Selecting a loop browser brings up a large selection of pre-recorded music made by professional musicians and provided, royalty-free as part of the installation. The browser contains over 1,000 of these loops, and just selecting one, "electronic," gave me a choice of over 160 from 80s Dance Bass Synth through to "Vinyl Scratch". Some of these have green icons, some have blue, some have purple. The green contain MIDI data and are editable; the others are digital and cannnot be edited (Pogue).
If you listen to a piece of music it does not consist wholly of solo players. The background is layered with sections that repeat for longer or shorter periods. As extreme examples, try Bach, or The Stranglers (particularly "Golden Brown").
As in highly sophisticated recording software, loops can be overlapped. It is also possible to change the selected musical instrument (piano is the default) and play a solo either using a mouse on the onscreen keyboard, or by attaching a keyboard, guitar or other instrument via a USB port.
On page 70, Pogue explains the use of a freeware program -- MidiKeys -- to turn the computer keyboard into a piano keyboard: QWERTY and number keys are lower-octave; bottom row keys are upper octave. I accessed GarageBand's selection of instruments and used the letter keys to play and record from these. The 131kB (beta) download is available from Pogue's site, from VersionTracker and from the writer of MidiKeys.

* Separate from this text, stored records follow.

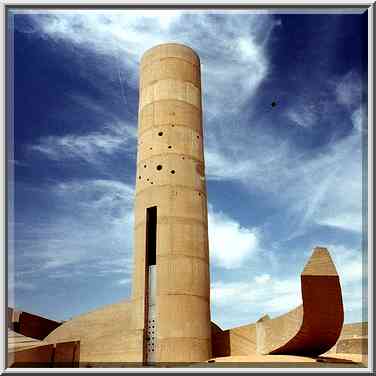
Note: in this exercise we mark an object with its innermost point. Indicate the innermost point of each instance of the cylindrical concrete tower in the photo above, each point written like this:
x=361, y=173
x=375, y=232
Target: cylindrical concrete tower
x=171, y=287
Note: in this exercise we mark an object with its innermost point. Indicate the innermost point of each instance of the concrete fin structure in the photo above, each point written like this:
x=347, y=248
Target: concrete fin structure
x=314, y=327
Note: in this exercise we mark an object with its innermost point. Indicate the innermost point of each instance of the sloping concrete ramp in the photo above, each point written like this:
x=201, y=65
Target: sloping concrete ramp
x=314, y=327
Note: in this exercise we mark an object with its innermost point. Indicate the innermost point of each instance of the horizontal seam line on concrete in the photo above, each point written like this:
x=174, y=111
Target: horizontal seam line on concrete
x=187, y=188
x=184, y=294
x=171, y=100
x=142, y=106
x=198, y=221
x=170, y=79
x=144, y=130
x=179, y=255
x=153, y=82
x=158, y=60
x=141, y=161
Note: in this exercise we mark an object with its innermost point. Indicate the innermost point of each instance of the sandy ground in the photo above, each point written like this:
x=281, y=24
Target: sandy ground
x=258, y=360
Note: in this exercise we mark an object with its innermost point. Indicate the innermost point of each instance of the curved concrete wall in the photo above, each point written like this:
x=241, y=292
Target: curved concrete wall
x=314, y=327
x=170, y=136
x=106, y=334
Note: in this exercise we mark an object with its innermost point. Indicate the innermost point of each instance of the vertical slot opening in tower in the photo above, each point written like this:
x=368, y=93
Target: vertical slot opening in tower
x=151, y=234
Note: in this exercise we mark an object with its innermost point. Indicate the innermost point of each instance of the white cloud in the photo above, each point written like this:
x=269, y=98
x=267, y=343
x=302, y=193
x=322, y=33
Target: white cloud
x=261, y=279
x=230, y=244
x=349, y=89
x=243, y=302
x=303, y=117
x=88, y=147
x=124, y=281
x=358, y=118
x=90, y=233
x=233, y=56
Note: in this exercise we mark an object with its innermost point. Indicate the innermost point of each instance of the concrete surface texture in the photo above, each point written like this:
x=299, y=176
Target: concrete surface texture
x=314, y=327
x=170, y=177
x=106, y=334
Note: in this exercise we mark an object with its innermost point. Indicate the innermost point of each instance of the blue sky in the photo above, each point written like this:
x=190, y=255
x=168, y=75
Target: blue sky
x=280, y=180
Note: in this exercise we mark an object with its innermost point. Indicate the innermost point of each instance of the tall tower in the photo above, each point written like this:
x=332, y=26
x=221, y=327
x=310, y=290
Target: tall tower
x=171, y=286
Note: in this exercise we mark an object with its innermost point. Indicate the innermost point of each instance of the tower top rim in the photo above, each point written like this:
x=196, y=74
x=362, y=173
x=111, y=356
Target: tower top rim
x=161, y=46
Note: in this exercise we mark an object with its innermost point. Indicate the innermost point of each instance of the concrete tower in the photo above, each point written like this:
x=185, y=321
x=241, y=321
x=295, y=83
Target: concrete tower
x=171, y=287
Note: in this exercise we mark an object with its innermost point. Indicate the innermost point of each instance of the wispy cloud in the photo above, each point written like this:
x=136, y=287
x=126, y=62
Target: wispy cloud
x=246, y=301
x=349, y=89
x=233, y=52
x=89, y=147
x=226, y=234
x=92, y=231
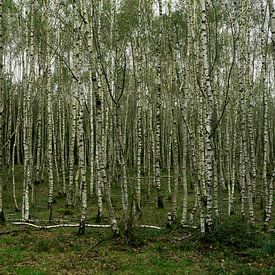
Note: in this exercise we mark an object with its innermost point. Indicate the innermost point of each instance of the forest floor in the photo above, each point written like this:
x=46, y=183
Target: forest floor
x=233, y=248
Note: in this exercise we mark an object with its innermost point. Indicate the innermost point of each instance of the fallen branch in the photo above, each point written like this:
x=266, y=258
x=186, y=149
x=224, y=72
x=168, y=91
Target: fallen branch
x=151, y=226
x=61, y=225
x=77, y=225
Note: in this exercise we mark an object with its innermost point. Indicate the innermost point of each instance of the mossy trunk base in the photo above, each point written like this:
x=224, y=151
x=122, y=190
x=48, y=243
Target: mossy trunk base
x=2, y=217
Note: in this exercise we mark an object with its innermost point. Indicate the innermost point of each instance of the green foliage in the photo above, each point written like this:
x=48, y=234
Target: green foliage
x=65, y=211
x=269, y=246
x=234, y=233
x=42, y=245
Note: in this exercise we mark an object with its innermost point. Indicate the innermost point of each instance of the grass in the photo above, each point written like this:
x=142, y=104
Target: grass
x=233, y=247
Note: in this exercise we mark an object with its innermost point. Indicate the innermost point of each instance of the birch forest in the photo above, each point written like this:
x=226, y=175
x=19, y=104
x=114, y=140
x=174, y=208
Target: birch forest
x=136, y=116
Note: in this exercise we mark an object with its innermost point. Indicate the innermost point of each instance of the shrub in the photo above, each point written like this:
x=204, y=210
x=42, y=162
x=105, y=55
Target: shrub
x=234, y=233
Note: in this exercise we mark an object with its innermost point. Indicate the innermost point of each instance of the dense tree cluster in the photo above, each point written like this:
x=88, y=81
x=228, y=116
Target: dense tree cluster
x=176, y=97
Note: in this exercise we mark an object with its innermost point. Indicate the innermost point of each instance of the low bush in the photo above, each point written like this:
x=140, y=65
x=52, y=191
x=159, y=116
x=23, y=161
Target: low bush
x=234, y=233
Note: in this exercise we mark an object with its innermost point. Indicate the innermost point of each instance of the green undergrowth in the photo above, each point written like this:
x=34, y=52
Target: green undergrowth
x=232, y=247
x=143, y=251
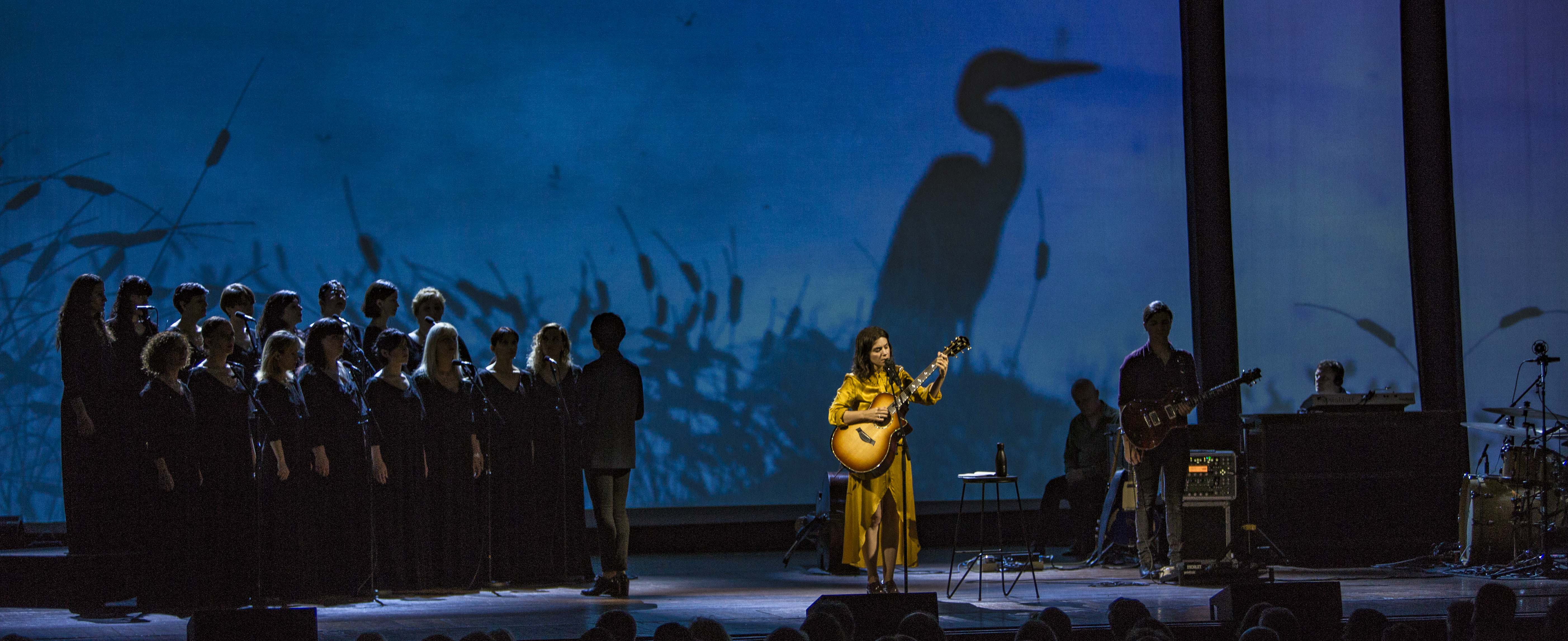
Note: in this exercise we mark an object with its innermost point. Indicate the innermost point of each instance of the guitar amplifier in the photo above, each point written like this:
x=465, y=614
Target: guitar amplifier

Large parts of the Missing Manual examine the ways to record one's own music and to incorporate this into GarageBand compositions. Using another installed application, SoundStudio, it is also possible to record voice and add that to one's magnum opus.
Like all Missing Manual books, there are scores of illustrations making it easy for the reader to follow the text. There are also the familiar panels where additional information and suggestions are included. Pogue has three useful appendices: a "crash course"; explanation of all menus; and keyboard shorcuts.
And when all is done -- the potential hit has been created -- the piece can be exported to iTunes. It appears as a hefty .aiff file but can be converted to mp3 or aac or any other supported format. When I did this conversion, my creation was reduced from 42.5MB to 3.9MB. It can also be installed on an iPod, sent over the Internet, or used in other applications.
GarageBand is two things for me: a serious application that can help musicians assemble music tracks without the need for expensive studio time; and a whole load of fun, particularly when one is a musical dunce.
I must be honest, what I assembled is a good cure for insomnia; but the potential for someone with real talent is vast and musicians are already realising this.